California’s EDD – Same As It Ever Was

‘Gavin is the leader of a state that saw more fraud than any other in the country’

By Thomas Buckley, September 26, 2022 6:56 am

This article has been updated to explain a correction.

“In response to pandemic problems, EDD unveils massive reform initiative.”

A headline that anyone has seen?  Nope.

A headline that should have been seen?  Yup.

A headline Governor Newsom and the legislature even remotely tried to trigger by actually doing something?  Not a chance.

As President Biden has declared the pandemic over, questions now arise – is the EDD (the state’s apparently unironically named Employment Development Department) ready for another one and how much did the agency lose to unemployment benefit fraud in the last one?

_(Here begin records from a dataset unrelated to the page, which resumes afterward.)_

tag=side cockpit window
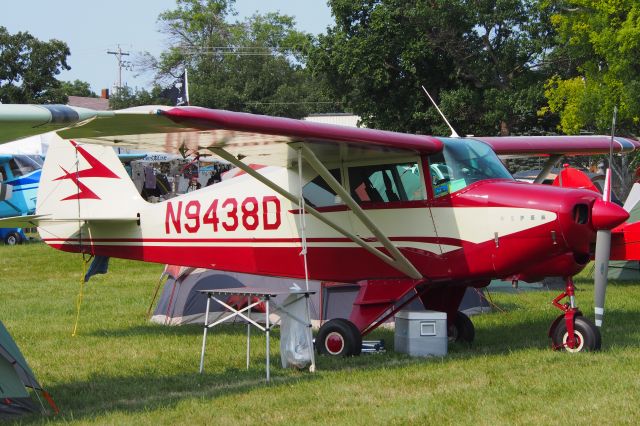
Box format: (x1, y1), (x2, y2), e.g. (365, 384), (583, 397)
(349, 163), (424, 203)
(302, 169), (342, 207)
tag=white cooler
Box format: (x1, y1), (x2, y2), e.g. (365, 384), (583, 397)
(394, 311), (449, 356)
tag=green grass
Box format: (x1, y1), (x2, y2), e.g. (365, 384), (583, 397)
(0, 244), (640, 425)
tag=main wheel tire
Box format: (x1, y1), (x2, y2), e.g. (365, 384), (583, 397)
(447, 311), (476, 343)
(4, 232), (22, 246)
(551, 316), (602, 352)
(316, 318), (362, 357)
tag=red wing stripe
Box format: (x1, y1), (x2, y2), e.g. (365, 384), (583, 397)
(43, 237), (471, 247)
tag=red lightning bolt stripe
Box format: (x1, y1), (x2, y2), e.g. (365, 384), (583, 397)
(56, 166), (100, 201)
(53, 140), (120, 201)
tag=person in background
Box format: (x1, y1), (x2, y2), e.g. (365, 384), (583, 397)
(187, 176), (202, 192)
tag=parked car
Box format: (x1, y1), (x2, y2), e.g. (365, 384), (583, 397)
(0, 228), (27, 246)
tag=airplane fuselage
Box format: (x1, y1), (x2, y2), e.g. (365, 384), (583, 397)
(42, 167), (597, 282)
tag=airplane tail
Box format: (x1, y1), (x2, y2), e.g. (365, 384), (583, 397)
(36, 138), (146, 221)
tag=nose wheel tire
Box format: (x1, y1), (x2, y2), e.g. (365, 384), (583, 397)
(551, 316), (602, 352)
(447, 311), (476, 343)
(4, 232), (22, 246)
(316, 318), (362, 357)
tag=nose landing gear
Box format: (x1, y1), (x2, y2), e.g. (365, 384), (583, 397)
(549, 277), (601, 352)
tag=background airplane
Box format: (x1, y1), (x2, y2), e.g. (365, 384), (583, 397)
(0, 106), (639, 355)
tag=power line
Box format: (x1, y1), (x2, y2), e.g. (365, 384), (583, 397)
(107, 45), (131, 89)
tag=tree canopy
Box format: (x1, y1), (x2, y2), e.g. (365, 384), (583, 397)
(310, 0), (553, 134)
(543, 0), (640, 135)
(0, 27), (71, 103)
(145, 0), (335, 118)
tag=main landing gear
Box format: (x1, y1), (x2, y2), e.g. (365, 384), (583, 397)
(316, 318), (362, 357)
(549, 277), (601, 352)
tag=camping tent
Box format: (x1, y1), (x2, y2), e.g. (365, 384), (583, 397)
(0, 321), (57, 420)
(151, 266), (490, 326)
(151, 267), (320, 325)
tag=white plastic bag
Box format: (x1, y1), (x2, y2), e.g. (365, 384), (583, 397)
(279, 294), (313, 369)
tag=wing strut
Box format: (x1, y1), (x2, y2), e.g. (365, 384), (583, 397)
(294, 144), (423, 279)
(209, 147), (422, 279)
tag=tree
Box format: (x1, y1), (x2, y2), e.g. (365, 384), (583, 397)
(309, 0), (552, 134)
(109, 85), (168, 110)
(60, 80), (98, 98)
(542, 0), (640, 135)
(142, 0), (335, 118)
(0, 27), (71, 103)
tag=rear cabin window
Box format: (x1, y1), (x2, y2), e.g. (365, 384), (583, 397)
(349, 163), (425, 203)
(302, 169), (342, 207)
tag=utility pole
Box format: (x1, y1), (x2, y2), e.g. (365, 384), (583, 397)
(107, 45), (129, 89)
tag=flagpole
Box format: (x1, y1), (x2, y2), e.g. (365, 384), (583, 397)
(184, 67), (191, 105)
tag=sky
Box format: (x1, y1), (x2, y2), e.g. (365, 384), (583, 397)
(0, 0), (333, 94)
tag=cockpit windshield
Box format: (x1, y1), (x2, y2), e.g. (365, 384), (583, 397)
(9, 155), (42, 177)
(429, 138), (513, 197)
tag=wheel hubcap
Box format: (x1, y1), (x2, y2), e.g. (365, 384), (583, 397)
(562, 330), (584, 352)
(324, 331), (344, 355)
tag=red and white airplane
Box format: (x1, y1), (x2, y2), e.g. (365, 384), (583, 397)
(0, 105), (640, 355)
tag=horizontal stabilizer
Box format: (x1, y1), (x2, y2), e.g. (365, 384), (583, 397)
(0, 214), (50, 228)
(0, 104), (114, 143)
(0, 214), (140, 228)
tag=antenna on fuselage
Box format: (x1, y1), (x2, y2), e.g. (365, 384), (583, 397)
(420, 86), (460, 138)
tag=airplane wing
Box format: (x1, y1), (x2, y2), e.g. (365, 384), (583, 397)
(473, 135), (640, 157)
(59, 107), (443, 166)
(0, 104), (113, 143)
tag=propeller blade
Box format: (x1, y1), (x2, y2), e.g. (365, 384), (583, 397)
(622, 183), (640, 212)
(593, 168), (611, 327)
(593, 230), (611, 327)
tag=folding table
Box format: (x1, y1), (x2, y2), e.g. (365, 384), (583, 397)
(198, 287), (315, 382)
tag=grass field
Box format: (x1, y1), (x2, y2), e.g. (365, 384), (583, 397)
(0, 244), (640, 425)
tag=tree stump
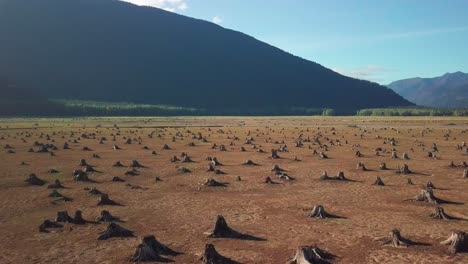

As for the amount lost, that number is still a moving target.  EDD claims the number is about $20 billion, or about 11 percent of the total of the about $180 billion paid out.  Other estimates by security industry experts, however, put that fraud percentage rate number as possibly high 40 percent, adding that the amount is at least $32.6 billion, closer in line with the national fraud estimate of about 17 percent.

(Note – the word “about” will appear often in this item; for example, the EDD pay-out number includes everything paid through July of this year even though by then the unemployment numbers started to approach pre-pandemic levels.  In other words, while the EDD states that $185 billion has been paid out in unemployment benefits, about $177 billion of that could be described as “very very pandemic” related.

Also, the federal Department of Labor stated it paid California $133.4 billion for benefits and another $778 to the state in administration fees; the EDD did not reply to a question attempting to confirm the remain $44 billion was only “state” money. )

In early 2021, the EDD stated it had paid out about $114 billion and claimed that “95 percent of the fraud” was associated with the federal funds (PUA – pandemic unemployment assistance – and PUC – pandemic unemployment compensation and other smaller programs) and only 5 percent involved state funds, adding that the federal dollars were “particularly susceptible to fraud.”

This, however, is a distinction without a difference as ALL funds – state and federal – flowed through the EDD system; in other words, the feds cut the checks and the individual states spent – and entirely controlled – the distribution of funds, which means it does not matter where it came from as they were indistinguishable from one another.

Though it has only gone up each time it announces a new fraud number, the EDD remains steadfast in its current $20 billion estimate.  The CEO of LexisNexis Government Risk Solutions, is extremely skeptical.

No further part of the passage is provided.